Finally, a potential relationship was observed between microbiome composition and metabolomics and antidepressant treatment outcomes. Depression is a disease with a high risk of relapse and recurrence (Beshai et al., 2011); evidence suggests that experiencing a relapse or recurrence of depression potentially heightens the risk of treatment resistance (Post, 1992). Identifying predictors of response and the most suitable treatment for each patient may reduce the burden of the disease and the related costs to society (Serretti, 2022a). Heightened α-diversity at baseline was the most implicated measure in predicting antidepressant treatment outcomes, and increased abundance of certain bacterial genera, such as Faecalibacterium and Roseburia, was associated with remission and lower depression severity (Fontana et al., 2020; Duan et al., 2021; Ye et al., 2021; Lee et al., 2022). Other studies reported that α-diversity increased during follow-up in responders (Kurokawa et al., 2021; Lee et al., 2022). This aligns with the evidence of an association between α-diversity and depression severity (Bosch et al., 2022; Hu et al., 2023).

Interestingly, specific alterations in taxa composition might be predictive of treatment resistance.

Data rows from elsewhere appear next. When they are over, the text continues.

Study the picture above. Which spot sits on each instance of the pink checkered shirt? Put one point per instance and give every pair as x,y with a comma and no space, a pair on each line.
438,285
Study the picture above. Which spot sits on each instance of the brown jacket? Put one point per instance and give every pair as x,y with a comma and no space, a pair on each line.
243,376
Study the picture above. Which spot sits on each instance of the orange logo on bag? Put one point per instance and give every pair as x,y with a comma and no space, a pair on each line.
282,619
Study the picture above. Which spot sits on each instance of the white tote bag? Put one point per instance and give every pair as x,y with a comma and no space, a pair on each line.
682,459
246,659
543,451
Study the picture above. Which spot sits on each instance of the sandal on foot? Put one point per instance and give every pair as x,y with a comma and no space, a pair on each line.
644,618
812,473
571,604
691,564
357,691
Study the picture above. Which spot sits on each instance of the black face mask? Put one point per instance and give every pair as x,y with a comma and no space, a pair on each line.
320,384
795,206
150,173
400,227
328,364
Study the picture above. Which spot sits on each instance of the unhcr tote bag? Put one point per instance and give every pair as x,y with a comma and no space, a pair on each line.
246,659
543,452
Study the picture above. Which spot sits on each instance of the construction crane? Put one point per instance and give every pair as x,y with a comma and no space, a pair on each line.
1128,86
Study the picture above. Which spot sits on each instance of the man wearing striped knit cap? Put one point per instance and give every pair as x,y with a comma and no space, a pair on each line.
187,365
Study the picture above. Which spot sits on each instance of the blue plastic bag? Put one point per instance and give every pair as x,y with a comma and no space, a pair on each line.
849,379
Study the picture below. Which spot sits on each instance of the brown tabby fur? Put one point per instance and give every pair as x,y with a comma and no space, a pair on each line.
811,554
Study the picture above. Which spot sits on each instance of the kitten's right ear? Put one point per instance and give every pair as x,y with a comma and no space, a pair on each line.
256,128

For instance, bacteria belonging to the Proteobacteria phylum, such as Citrobacter and Yersinia, were found to be increased in patients with treatment-resistant depression (Fontana et al., 2020). Administration of probiotics demonstrated promising efficacy in animal models of treatmentresistant depression (Palepu and Dandekar, 2022). Moreover, metagenomics analyses revealed that the presence of sporulation genes at baseline could predict the likelihood of achieving clinical remission following SSRI treatment. This raised the possibility of identifying baseline gut microbiota characteristics that could serve as predictors of antidepressant efficacy (Wang et al., 2023).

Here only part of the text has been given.